On April 6, 2016, the U.S. Department of Labor (DOL) released its final rule defining who is a fiduciary in connection with investment advice that is provided to benefit plans subject to the Employee Retirement Income Security Act of 1974, as amended (ERISA). The new rule is currently scheduled to become effective on April 10, 2017. Only employer-sponsored retirement accounts such as 401(k)s, defined benefit plans and certain types of individual retirement accounts (IRAs) are subject to the rule change because these accounts are under the authority of the DOL. Broker-dealers providing services to all other types of investment accounts, including traditional and Roth IRAs, would generally not be deemed fiduciaries, but would remain subject to the suitability requirements set forth in FINRA rules and SEC cases. Investment advisers are deemed fiduciaries with respect to all managed accounts.
Under the current fiduciary standard, a person is considered a fiduciary only if he or she provides investment advice on a regular basis pursuant to a mutual agreement, arrangement or understanding that is the primary basis for investment decisions and is individualized for the particular needs of the retirement investor. Under the new rule, the requirements that the investment advice (i) be given on a regular basis; (ii) be pursuant to a mutual agreement, arrangement or understanding; and (iii) be the primary basis for investment decisions are each removed. The new rule also expands the definition of investment advice to include any communication that could be reasonably viewed as a suggestion that the client take a certain action or refrain from taking a certain action in relation to a security or investment strategy.

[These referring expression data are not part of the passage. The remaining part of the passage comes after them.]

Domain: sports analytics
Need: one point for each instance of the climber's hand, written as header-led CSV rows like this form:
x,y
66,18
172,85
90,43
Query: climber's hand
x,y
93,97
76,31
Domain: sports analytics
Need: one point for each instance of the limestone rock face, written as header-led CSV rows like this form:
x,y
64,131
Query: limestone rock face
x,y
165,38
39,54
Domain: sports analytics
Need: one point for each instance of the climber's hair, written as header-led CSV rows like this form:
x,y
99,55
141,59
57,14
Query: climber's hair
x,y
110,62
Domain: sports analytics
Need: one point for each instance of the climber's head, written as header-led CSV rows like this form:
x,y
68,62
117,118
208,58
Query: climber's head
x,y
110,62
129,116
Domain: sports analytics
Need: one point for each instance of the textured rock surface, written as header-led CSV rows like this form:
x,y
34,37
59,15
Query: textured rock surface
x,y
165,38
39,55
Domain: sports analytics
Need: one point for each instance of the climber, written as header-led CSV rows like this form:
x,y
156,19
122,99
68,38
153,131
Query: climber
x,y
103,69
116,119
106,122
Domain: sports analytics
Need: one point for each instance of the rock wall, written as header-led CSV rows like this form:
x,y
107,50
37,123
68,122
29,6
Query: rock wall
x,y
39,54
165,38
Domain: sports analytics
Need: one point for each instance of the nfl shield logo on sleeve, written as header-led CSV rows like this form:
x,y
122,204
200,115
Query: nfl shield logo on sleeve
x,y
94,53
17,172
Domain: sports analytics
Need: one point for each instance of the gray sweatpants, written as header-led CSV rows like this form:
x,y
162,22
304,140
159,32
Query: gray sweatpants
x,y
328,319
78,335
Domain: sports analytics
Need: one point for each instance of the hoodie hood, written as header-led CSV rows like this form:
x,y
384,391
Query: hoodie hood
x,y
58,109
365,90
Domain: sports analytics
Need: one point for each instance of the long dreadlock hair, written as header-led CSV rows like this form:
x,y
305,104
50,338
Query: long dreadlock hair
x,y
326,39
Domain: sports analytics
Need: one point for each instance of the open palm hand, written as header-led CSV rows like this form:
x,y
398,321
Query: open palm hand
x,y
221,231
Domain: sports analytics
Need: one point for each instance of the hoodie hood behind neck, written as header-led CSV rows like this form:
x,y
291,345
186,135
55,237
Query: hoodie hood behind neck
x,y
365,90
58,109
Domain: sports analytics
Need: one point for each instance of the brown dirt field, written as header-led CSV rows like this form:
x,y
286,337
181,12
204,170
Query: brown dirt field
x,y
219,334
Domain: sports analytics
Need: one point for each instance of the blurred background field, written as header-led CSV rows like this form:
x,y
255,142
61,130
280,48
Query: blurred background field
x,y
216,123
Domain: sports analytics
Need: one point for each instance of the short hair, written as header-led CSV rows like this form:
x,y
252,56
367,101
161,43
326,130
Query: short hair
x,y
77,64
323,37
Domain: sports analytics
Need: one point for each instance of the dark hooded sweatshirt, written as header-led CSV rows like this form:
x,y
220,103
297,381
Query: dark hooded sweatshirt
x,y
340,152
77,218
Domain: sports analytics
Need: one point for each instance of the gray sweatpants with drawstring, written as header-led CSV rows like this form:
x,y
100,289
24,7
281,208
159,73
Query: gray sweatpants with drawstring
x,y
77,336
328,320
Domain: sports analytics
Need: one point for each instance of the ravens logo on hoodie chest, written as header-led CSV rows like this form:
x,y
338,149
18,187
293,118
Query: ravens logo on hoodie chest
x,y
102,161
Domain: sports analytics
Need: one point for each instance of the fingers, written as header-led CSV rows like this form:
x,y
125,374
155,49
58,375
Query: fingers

A fiduciary under a plan subject to ERISA is required to give investment advice to the client or plan with the care, skill, prudence and diligence under the circumstances then prevailing that a prudent person acting in a like capacity and familiar with such matters would use. A determination that an investment is suitable for a particular client or plan is not sufficient for a fiduciary providing investment advice. Additionally, a fiduciary providing investment advice cannot cause itself or any of its affiliates to receive commission or transaction-based compensation unless there is an available exemption.
Exemptions from the new fiduciary rule include (i) the “seller’s exception” which generally carves out investment advice provided to certain sophisticated clients or professionally managed plans, and (ii) the best interest contract exemption (BICE). The proposed BICE as released in 2015 would have strictly excluded transactions involving securities of business development companies. Following the receipt of over 3,000 comment letters, the DOL’s final rule omitted business development companies as a restricted asset class. While this change technically permits all business development companies (and other asset classes) to continue to be used in self-directed IRAs and other benefit plans, the conditions associated with the BICE may specifically limit its practical benefit for business development company investments.
While the BICE does create an avenue for undertaking transactions on a commission or transaction basis with retail retirement clients who would otherwise not qualify for the seller’s exception, the fee disclosure required by 2 Attorney Advertisement the BICE may make it unworkable for broker-dealers that would like to recommend business development company investments. One of the conditions of the BICE requires a relying broker-dealer to provide its client or plan with disclosures regarding the fees charged by the assets sold and purchased by the broker-dealer on behalf of the client or plan. However, when determining fees, business development companies are required by SEC rules to aggregate the amount of total annual fund operating expenses of acquired funds (which are indirectly paid by the business development company) and transaction fees (which are directly paid by the business development company) and express the total amount as a percentage of average net assets of the business development company (this is referred to as “AFFE”). As a result, the AFFE disclosure typically results in overstated expense ratios because a business development company’s indirect expenses required to be included in the calculation of AFFE can often be significantly greater than the direct expenses, and the expense ratios of BDCs can therefore be extremely high. From a practical perspective, broker-dealers relying on the BICE may encounter difficulty justifying fees associated with business development company investments, including associated advisor and administrator fees, to their clients and plans when compared to other similar investments that are not required to include AFFE disclosure. We expect many broker-dealers will simply avoid recommending business development company investments to their clients and plans instead of relying on the technical availability of the BICE.